Jizo and White Tara Retreat
with Susan Chapman
March 21 / 10:00 AM - March 22 / 4:00 PM
Saturday, March 21 and Sunday, March 22
10:00 am to 4:00 pm
Cost: 8 full weekend or Saturday only
One of the greatest sufferings we human beings share is the death of a loved one. And if that loved one was an unborn or newborn child, our grief has often been hidden, silenced by lack of community acknowledgement and comfort.

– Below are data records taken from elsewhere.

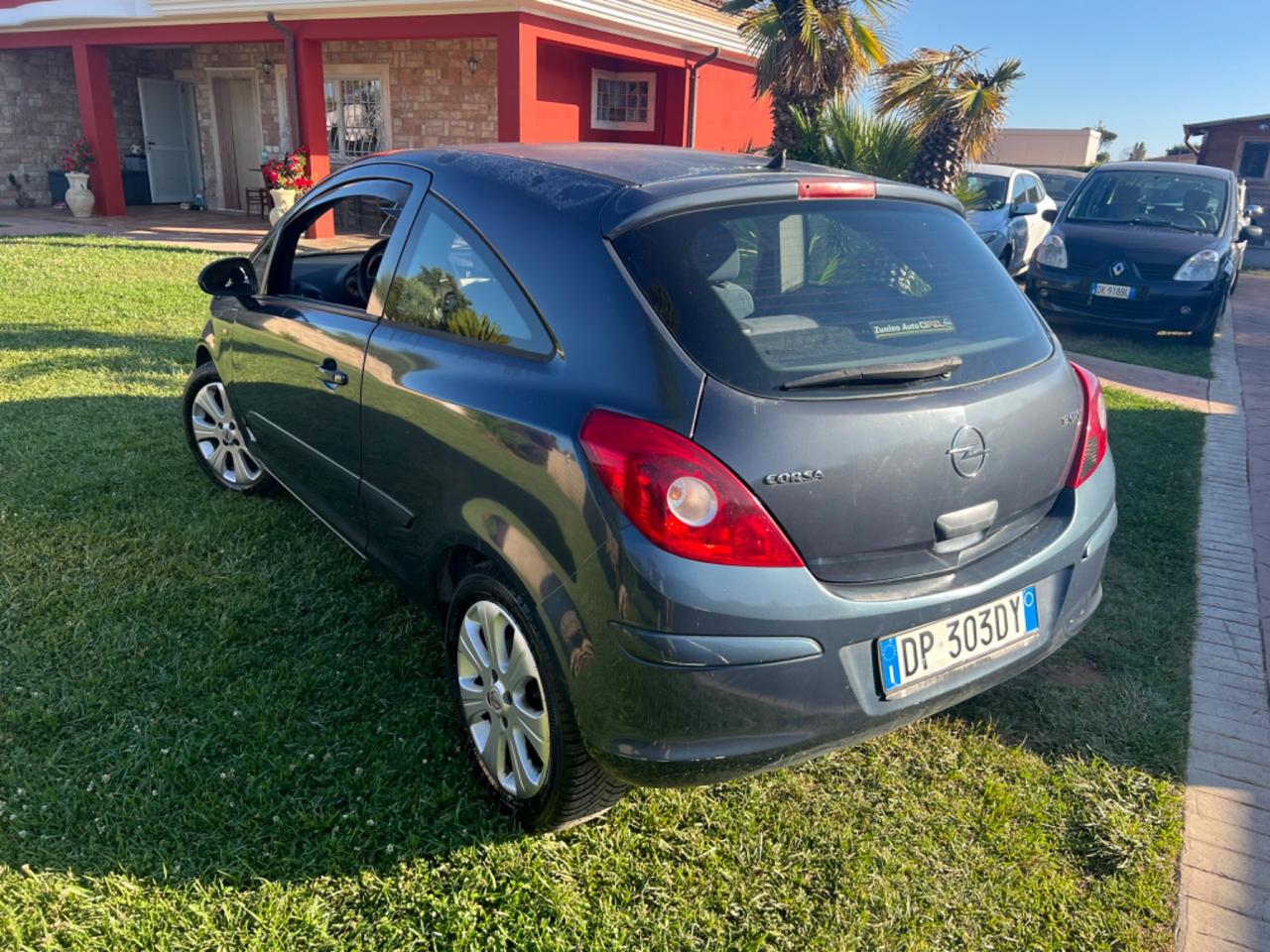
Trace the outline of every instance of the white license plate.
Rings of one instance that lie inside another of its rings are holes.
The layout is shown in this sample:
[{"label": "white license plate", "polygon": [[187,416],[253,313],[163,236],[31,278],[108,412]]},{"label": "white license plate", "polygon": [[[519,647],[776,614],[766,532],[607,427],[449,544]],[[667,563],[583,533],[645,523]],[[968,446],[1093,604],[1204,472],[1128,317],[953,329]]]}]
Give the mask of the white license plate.
[{"label": "white license plate", "polygon": [[1093,282],[1093,297],[1115,297],[1121,301],[1133,301],[1133,288],[1128,284],[1104,284]]},{"label": "white license plate", "polygon": [[968,612],[878,638],[878,669],[885,694],[991,655],[1040,631],[1036,586]]}]

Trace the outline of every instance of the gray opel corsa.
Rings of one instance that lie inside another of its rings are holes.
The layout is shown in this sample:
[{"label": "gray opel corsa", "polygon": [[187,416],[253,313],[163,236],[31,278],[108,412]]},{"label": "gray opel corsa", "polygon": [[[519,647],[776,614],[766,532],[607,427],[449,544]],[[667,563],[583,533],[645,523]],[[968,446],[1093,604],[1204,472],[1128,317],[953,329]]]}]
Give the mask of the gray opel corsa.
[{"label": "gray opel corsa", "polygon": [[199,282],[194,458],[438,609],[462,743],[530,829],[945,708],[1101,598],[1099,382],[946,195],[398,152]]}]

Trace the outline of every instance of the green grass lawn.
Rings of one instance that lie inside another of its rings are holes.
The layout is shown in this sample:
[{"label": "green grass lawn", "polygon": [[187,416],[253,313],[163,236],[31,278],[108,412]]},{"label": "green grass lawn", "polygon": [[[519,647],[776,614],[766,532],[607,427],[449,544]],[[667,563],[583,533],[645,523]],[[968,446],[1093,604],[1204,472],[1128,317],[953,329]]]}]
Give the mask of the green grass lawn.
[{"label": "green grass lawn", "polygon": [[1130,331],[1100,334],[1063,324],[1055,324],[1054,333],[1063,341],[1063,349],[1073,353],[1189,373],[1193,377],[1213,376],[1212,350],[1206,347],[1195,347],[1185,335],[1149,336]]},{"label": "green grass lawn", "polygon": [[1172,948],[1199,415],[1110,395],[1106,600],[1045,664],[528,838],[461,758],[429,619],[196,470],[207,260],[0,239],[0,947]]}]

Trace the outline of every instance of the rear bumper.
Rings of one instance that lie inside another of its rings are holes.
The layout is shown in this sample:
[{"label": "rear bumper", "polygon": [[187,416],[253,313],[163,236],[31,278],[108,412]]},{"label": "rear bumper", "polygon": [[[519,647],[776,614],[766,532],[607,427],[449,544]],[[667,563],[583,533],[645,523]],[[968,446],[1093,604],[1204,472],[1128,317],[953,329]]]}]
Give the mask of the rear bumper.
[{"label": "rear bumper", "polygon": [[1133,301],[1093,297],[1095,275],[1069,275],[1033,265],[1027,297],[1046,317],[1081,324],[1140,330],[1194,331],[1208,325],[1220,303],[1226,279],[1193,286],[1190,282],[1133,284]]},{"label": "rear bumper", "polygon": [[[667,566],[673,557],[627,531],[629,565],[618,569],[627,616],[652,613],[660,623],[588,622],[603,632],[588,640],[588,670],[574,671],[570,692],[592,755],[629,783],[710,783],[857,744],[1011,678],[1076,635],[1099,605],[1114,485],[1109,456],[1071,494],[1060,533],[1031,550],[1020,539],[1007,547],[1017,557],[991,574],[970,578],[968,569],[964,584],[959,576],[933,592],[866,595],[803,569]],[[1036,585],[1040,635],[883,697],[879,636],[1025,585]]]}]

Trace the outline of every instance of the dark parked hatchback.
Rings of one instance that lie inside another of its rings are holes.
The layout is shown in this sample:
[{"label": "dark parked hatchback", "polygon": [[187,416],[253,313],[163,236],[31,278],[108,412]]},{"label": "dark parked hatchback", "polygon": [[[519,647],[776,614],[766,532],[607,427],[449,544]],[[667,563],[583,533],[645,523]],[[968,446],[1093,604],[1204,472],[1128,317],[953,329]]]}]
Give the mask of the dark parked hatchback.
[{"label": "dark parked hatchback", "polygon": [[1046,317],[1212,344],[1238,279],[1245,223],[1234,174],[1110,162],[1090,173],[1033,255],[1027,296]]},{"label": "dark parked hatchback", "polygon": [[1097,380],[946,195],[404,152],[201,284],[196,459],[441,609],[464,745],[531,829],[947,707],[1101,598]]}]

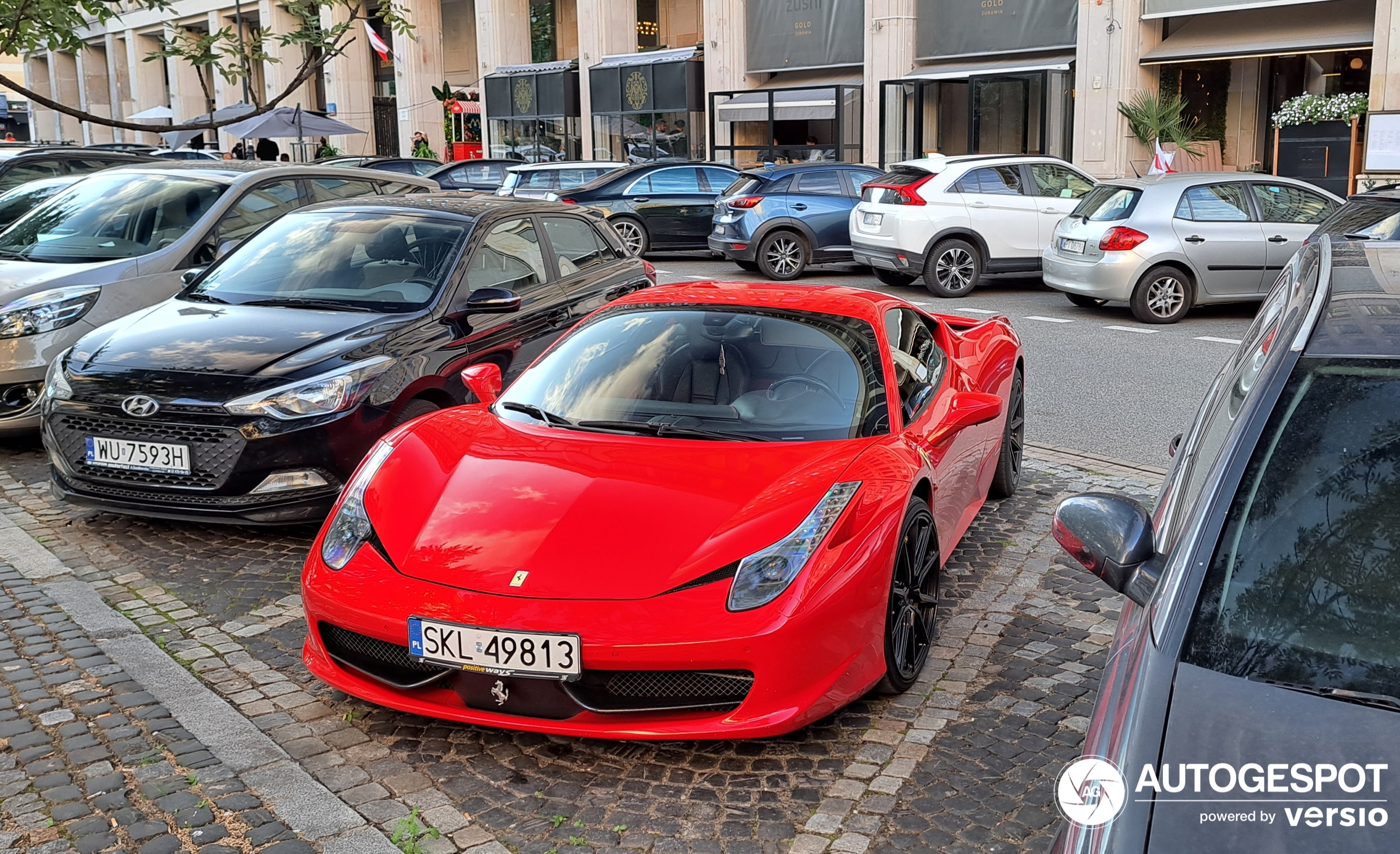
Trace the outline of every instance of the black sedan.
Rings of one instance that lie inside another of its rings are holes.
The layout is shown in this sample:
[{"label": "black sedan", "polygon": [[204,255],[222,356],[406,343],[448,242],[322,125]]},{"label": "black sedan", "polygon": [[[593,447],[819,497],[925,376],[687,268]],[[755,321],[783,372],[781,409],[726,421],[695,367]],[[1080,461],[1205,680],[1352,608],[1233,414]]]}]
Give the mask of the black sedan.
[{"label": "black sedan", "polygon": [[1155,514],[1056,512],[1128,601],[1054,851],[1400,850],[1397,266],[1393,244],[1305,245]]},{"label": "black sedan", "polygon": [[633,255],[708,249],[714,200],[739,178],[715,162],[648,162],[608,172],[559,197],[603,213]]},{"label": "black sedan", "polygon": [[62,498],[118,512],[323,517],[391,427],[510,382],[655,273],[596,216],[461,196],[368,197],[274,220],[171,300],[55,360],[43,442]]}]

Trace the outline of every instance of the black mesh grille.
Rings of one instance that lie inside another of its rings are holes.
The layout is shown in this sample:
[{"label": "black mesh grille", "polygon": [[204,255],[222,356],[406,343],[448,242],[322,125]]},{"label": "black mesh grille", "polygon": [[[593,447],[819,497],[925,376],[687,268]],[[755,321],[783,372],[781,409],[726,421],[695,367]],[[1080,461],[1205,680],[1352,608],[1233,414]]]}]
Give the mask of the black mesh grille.
[{"label": "black mesh grille", "polygon": [[594,711],[734,708],[752,687],[749,671],[585,671],[566,685]]},{"label": "black mesh grille", "polygon": [[321,643],[332,658],[395,687],[414,687],[449,672],[449,668],[441,665],[413,661],[407,647],[350,631],[333,623],[322,622],[318,626]]},{"label": "black mesh grille", "polygon": [[[232,427],[199,424],[164,424],[104,419],[97,416],[59,413],[49,421],[59,452],[73,473],[84,480],[106,480],[139,486],[174,486],[186,489],[217,489],[228,480],[230,472],[244,452],[244,437]],[[141,442],[171,442],[189,445],[190,473],[129,472],[87,465],[87,437],[102,435]]]}]

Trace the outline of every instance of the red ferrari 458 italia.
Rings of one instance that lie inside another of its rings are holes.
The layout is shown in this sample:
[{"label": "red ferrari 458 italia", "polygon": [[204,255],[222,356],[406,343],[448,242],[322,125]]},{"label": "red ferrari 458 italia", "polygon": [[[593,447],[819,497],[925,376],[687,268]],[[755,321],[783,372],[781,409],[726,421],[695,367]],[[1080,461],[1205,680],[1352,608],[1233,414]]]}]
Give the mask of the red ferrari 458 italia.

In the Zen Buddhist tradition, Jizo is a bodhisattva of compassion who is dedicated to protecting 'water babies', those beings who came into our lives for only a very short time. This weekend retreat is primarily for mothers and/or fathers who have suffered this loss in pregnancy, through miscarriage or abortion, as a newborn, or of a baby in the first months of life. But all who grieve a loved one are welcome. The Jizo Ceremony is a ritual for blessing and saying goodbye to our lost babies. Although the ritual is originally Buddhist, we have adapted it to include any form of spirituality that is meaningful to you. Please know that the details of your loss or losses do not have to be spoken, it is our being together with our shared sadness that is the most profound healing.
White Tara is a beloved female deity, the mother of all Buddhas. In our lineage, Trungpa Rinpoche gave this practice to women who were struggling with infertility. While there are several manifestations of Tara, the white form in particular is associated with removing obstacles to long life and protection from fear.
Saturday will conclude with a Jizo Ceremony and an introduction to White Tara.
Sunday will involve the practice of Maitri Bhavana for all those who are suffering and the afternoon will be a description, talk and practice of White Tara.
Acharya Susan Gillis Chapman was authorized to perform this ritual by Zen teacher Yvonne Rand in 1990 after the stillbirth of her infant daughter, Karuna. Susan serves as an Acharya, or senior teacher, in Shambhala. She is the author of The Five Keys to Mindful Communication and has dedicated her career as a family therapist to bringing the teachings of contemplative psychology to our relationships. She completed Gampo Abbey's three-year retreat, where she went on to serve as druppon, or retreat leader, for six more years. During this time she received many teachings on the Mahayana from Ani Pema. Susan is also on the faculty of Karuna Training, a community that joins mindfulness, compassion and contemplative psychology for personal transformation.